When I first started looking into distributed processing, I thought it was magic. I thought I could write an algorithm on top of Spark or some similar framework, and then if I could afford a million CPU cores, my algorithm would run almost a million times faster (minus a small "administrative" overhead for coordinating the distributed processing).
That's still true, in theory. That is, if you can write code that is 100% parallelizable, then the above is true.
In practice, though, there are (almost) always bottlenecks. And that forces us to write code that is maybe 95% parallelizable... or 90%... or 70%... And what that means, according to Amdahl's law, is that there is an upper theoretical limit to how many cores will provide a speedup on your algorithm. Namely:
As we can see, the speedup maximum comes up pretty quickly. Even if you can manage writing an algorithm that is 95% parallelizable, the best speedup you can expect is 20 times, and that comes at the cost of having about 2000 CPU cores!
Which brings me to the question of designing highly parallelizable algorithms. At first, I was writing code that parallelized at a very low level (for example, calling Apache's MLlib functions to do regressions). The problem with this approach is that it tends to introduce a lot of unscalable bottlenecks. The LASSOWithSGD method itself in MLlib is far from 100% parallelizable -- so just by calling that you shot yourself in the foot if you needed near-100% parallelization (case in the point, a great question/answer on Stack Overflow by someone who clearly went through the same disillusionment I went through: http://stackoverflow.com/questions/33589449/spark-mllibs-lassowithsgd-doesnt-scale).
So what would the alternative be? To give an example, let's take the case of Nectarine, the software I'm developing. Essentially, Nectarine produces derived features from an original set of features. So we end up performing regressions about 120 times if we end up generating 120 features for a given dataset.
In this case, instead of calling LASSOWithSGD we could do a mapPartitions on all of the features, and within each "thread" we run a single-threaded version of the Lasso regression.
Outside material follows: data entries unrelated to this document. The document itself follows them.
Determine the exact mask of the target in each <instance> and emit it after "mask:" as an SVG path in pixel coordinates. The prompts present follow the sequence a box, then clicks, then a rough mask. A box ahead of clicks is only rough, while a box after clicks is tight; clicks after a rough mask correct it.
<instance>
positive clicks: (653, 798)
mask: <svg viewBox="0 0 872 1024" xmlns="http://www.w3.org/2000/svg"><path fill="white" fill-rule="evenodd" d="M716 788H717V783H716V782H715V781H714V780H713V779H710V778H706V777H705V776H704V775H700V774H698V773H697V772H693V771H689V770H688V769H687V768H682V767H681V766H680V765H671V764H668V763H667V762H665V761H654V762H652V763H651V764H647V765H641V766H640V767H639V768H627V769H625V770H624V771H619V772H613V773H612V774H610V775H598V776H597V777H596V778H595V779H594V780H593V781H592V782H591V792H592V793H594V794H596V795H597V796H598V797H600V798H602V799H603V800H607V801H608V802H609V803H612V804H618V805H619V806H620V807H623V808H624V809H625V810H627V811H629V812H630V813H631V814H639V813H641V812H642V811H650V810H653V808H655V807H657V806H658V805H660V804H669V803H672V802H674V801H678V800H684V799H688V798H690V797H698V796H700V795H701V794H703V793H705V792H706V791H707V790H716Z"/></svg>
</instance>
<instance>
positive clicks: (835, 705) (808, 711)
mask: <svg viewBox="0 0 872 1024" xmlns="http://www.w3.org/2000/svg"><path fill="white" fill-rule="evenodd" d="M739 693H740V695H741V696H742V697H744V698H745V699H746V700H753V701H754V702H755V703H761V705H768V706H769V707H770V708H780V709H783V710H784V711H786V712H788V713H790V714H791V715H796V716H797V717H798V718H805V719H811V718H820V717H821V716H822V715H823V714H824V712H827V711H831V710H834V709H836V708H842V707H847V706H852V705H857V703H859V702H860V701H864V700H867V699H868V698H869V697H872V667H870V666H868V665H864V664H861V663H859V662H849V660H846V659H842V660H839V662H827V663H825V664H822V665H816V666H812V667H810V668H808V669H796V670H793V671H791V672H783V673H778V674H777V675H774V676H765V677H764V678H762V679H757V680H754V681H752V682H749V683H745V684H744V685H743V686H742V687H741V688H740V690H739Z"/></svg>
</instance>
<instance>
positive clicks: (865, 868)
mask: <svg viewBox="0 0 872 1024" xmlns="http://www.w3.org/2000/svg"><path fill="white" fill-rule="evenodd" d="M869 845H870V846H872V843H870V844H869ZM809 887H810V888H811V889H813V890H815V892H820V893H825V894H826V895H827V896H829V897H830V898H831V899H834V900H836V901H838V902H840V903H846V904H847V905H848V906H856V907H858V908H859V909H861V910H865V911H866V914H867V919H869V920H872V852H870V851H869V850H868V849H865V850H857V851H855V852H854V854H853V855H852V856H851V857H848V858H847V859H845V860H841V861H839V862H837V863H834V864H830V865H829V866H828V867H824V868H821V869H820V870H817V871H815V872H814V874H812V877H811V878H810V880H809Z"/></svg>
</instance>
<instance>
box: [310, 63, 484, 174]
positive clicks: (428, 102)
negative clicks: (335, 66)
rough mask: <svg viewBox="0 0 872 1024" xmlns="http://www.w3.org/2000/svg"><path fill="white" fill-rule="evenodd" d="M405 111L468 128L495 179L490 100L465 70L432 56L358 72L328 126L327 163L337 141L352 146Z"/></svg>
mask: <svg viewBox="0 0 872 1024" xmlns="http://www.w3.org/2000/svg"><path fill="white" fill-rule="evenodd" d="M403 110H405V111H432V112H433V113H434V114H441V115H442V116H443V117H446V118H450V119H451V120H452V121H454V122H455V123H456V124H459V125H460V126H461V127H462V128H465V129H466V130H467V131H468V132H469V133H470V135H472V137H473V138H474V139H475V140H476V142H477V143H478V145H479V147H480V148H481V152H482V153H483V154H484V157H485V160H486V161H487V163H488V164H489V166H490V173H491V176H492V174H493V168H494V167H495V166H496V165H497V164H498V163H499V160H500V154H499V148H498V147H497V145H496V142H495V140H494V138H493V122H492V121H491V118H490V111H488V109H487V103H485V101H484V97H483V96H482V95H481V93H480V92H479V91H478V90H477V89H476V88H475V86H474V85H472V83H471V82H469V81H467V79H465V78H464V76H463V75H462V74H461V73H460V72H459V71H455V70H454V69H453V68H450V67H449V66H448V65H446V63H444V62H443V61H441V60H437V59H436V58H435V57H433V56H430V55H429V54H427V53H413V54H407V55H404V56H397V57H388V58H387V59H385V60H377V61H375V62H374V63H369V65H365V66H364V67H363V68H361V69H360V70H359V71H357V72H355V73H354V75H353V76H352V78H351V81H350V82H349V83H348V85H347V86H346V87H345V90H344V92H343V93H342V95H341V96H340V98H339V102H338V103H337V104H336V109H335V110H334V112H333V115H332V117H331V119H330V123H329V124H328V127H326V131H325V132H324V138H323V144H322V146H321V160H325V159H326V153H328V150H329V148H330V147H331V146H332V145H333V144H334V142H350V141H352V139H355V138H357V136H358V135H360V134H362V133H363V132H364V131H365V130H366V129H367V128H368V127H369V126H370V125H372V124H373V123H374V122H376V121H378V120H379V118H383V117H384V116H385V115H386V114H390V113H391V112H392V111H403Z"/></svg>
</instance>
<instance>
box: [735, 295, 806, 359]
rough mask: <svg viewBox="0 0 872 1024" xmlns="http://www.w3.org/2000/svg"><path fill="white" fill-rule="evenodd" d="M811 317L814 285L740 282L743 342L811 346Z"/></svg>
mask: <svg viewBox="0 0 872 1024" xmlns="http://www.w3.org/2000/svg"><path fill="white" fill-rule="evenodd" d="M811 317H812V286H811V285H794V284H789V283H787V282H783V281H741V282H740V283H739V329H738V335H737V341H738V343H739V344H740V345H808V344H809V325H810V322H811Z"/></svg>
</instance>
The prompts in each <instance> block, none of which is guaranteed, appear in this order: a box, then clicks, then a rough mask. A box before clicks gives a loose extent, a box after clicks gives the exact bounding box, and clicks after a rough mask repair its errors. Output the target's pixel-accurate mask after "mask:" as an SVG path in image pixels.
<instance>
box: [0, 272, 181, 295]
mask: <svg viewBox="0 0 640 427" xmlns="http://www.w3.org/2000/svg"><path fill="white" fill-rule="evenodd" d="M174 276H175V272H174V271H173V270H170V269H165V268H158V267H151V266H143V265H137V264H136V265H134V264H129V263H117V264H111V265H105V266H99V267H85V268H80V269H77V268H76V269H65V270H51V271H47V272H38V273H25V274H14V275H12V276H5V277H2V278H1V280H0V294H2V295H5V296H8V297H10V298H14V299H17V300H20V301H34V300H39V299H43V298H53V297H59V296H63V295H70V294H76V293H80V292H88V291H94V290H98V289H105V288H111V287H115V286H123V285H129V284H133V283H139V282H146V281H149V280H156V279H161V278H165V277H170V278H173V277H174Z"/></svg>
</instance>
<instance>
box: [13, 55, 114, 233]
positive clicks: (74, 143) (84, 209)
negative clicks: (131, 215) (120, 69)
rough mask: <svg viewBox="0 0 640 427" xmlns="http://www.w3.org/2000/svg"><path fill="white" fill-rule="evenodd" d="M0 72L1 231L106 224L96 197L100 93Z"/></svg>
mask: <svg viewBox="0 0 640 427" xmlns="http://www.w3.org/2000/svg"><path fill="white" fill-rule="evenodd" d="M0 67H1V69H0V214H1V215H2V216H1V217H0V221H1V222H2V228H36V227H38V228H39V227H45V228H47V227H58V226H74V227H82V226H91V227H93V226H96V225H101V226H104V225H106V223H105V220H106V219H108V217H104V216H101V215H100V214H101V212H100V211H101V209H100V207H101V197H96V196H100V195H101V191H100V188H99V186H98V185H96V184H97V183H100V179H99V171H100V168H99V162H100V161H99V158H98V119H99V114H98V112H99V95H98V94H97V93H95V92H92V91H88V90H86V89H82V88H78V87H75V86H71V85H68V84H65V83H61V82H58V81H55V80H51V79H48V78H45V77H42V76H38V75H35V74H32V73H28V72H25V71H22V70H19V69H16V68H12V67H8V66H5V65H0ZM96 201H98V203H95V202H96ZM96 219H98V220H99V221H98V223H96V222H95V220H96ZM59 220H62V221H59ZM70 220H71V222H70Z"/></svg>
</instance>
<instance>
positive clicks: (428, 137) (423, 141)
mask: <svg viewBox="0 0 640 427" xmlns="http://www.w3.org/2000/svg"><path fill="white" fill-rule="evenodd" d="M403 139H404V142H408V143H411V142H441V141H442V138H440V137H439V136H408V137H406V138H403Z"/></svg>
If we do that, then we have code that is much more parallelizable.
The problem with the latter solution is that it makes a crucial assumption: the data (for a feature and the target variable) fits inside a single executor's memory. If that isn't true, we have to fall back on the less parallelizable approach of calling LASSOWithSGD and having our features partitioned across machines.
Clearly, the optimal solution depends on the cardinality and the dimensionality of the dataset to analyze. Because in my specific case I cannot make assumptions about the size of the dataset I will have to analyze, I came up with what I call a "Multi-lane execution strategy". The idea is as follows:
1) Determine the cardinality (number of observations) and dimensionality (number of variables or features to analyze) of your dataset.
2) If the dataset qualifies as "small" (cardinality and dimensionality are both below a certain threshold to be identified empirically), run everything locally using a traditional 3rd party library, for example. You'll avoid the latency cost of setting up parallelized processing.
3) If the dataset qualifies as "medium" (dimensionality is high enough to justify parallelization, and the cardinality is small enough to fit inside the memory of an executor), parallelize the whole algorithm at once. In other words, the parallelization is done at a very high level, encompassing everything. The pattern is something along the lines of:
mapPartitions(features => applyAlgorithm(features))
if you want to use Spark. With this approach you will achieve maximum "parallelizability", thus maximum performance.
4) If the dataset qualifies as "big" (as in Big Data -- the cardinality is such that even a single feature/target variable pair doesn't fit in executor memory), use the full-blown Spark coding where every data structure is an RDD, and at no point in time is the entire dataset held in driver memory. This implies calling things such as LASSOWithSGD, and suffering the consequences eloquently described in the answer to the above Stack Overflow link:
"Problem is that you have to aggregate data locally, serialize, transfer to the driver, deserialize and reduce locally to get a final result after each step. Then you have compute new theta, serialize send back and so on.
All of that can be improved by a proper usage of mini batches and some further optimizations but at the end of the day you are limited by a latency of a whole system. It is worth noting that when you increase parallelism on a worker side you also increase amount of work that has to be performed sequentially on a driver and the other way round. One way or another the Amdahl's law will bite you."